Supo por sus cuentos que la Vieja era ciega y que obligaba al Viejo y a él a hacer de la casa un claustro donde no entrara nadie.
Típica familia clase alta decadente: un bisabuelo ministro, un abuelo senador, un padre lleno de ideas que no daba pie con bola en ningún negocio.
Nadie tiene que entrar en esta casa!, dando bastonazos a troche y moche por costillas fantasmales. Orden cerrado con cuerpos a tierra por la violencia de la ciega, repartiendo como un molinete turbo, mandobles a rolete.
Yo tenía mi enigma y quería colaborar en el destronamiento de aquella bruja. Así que forcé al Gordo a llevarme a su casa, un piso grande, roñoso, en Junín y Ayacucho, en pleno gueto. “Vos tan nazi y viviendo en pleno Once, cómo puede ser, Herr Goebels?” Como no tenía respuesta (él también como Martí, y en las antípodas, se sentía vivir en “las entrañas del monstruo”) entrar en su mundo fue más que fascinante. Un salón de aquellos con bustos de mármol caídas de sus peanas y con una alfombra de polvo de cuarenta años de sedimentación. Allí, al trono de la ciega, no entraría nadie. Poder pispiar desde la puerta. Estar casi al alcance de su pelo justiciero (y ella, sentir con ese otro tacto de los ciegos, mi presencia), y El Gordo mintiéndole diciendo que allí estaba él solo. Él solo.
Él solo.
El Poeta reconoció que el asunto del suicidio del Gordo era algo improbable.
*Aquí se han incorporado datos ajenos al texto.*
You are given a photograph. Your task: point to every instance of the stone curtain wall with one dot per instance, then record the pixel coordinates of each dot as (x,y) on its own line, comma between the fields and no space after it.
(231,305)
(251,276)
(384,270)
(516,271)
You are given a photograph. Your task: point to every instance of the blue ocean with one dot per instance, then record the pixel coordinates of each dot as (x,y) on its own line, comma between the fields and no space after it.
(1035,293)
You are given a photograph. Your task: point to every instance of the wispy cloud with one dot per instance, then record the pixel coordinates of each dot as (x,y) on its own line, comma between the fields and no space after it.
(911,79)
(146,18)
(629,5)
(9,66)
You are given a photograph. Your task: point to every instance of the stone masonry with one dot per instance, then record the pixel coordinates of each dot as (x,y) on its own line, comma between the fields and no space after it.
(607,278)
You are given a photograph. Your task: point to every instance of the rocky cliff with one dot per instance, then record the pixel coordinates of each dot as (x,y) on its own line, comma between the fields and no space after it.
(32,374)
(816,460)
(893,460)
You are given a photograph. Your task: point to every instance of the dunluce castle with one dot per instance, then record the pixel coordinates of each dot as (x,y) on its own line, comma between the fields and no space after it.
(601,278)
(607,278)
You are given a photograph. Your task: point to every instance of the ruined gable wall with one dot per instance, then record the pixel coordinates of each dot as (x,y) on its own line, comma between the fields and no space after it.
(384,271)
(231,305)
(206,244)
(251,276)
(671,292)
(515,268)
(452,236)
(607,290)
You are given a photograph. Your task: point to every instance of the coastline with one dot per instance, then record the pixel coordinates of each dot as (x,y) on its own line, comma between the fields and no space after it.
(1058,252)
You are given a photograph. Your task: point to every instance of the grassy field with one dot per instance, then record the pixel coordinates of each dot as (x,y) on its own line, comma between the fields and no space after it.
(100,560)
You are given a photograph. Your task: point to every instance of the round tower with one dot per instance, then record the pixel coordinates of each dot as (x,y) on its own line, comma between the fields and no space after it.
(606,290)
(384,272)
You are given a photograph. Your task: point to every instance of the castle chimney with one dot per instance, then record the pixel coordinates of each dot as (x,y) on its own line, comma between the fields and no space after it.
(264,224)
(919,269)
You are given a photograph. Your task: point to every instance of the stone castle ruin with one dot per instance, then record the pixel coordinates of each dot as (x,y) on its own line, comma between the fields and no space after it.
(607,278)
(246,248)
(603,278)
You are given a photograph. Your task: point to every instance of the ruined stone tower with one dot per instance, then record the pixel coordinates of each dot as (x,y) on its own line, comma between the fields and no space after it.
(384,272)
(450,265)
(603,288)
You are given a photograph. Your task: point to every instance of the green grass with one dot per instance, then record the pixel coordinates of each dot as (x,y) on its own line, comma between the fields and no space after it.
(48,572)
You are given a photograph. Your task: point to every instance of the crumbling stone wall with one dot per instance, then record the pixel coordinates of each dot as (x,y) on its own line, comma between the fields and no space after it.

Lo que pasa es que nunca salió de los barrios del centro. Tenía su ruletita rusa: cruzar la Nueve de Julio, por ejemplo, sin detenerse, con los ojos fijos, como un ciego, justamente. Me agarraba la cabeza cuando veía los filetes que le hacían los autos. Y El Gordo, inconmensurable, con su mole pesada (elefante unos días, hipopótamo otros) siguiendo adelante con sus trancas de aurora. (...)
Micharvegas, Martín "Poni". Dichosos los ojos que te ven, Madrid, Proletras Latinoamericanas, 1988, pp. 27-30.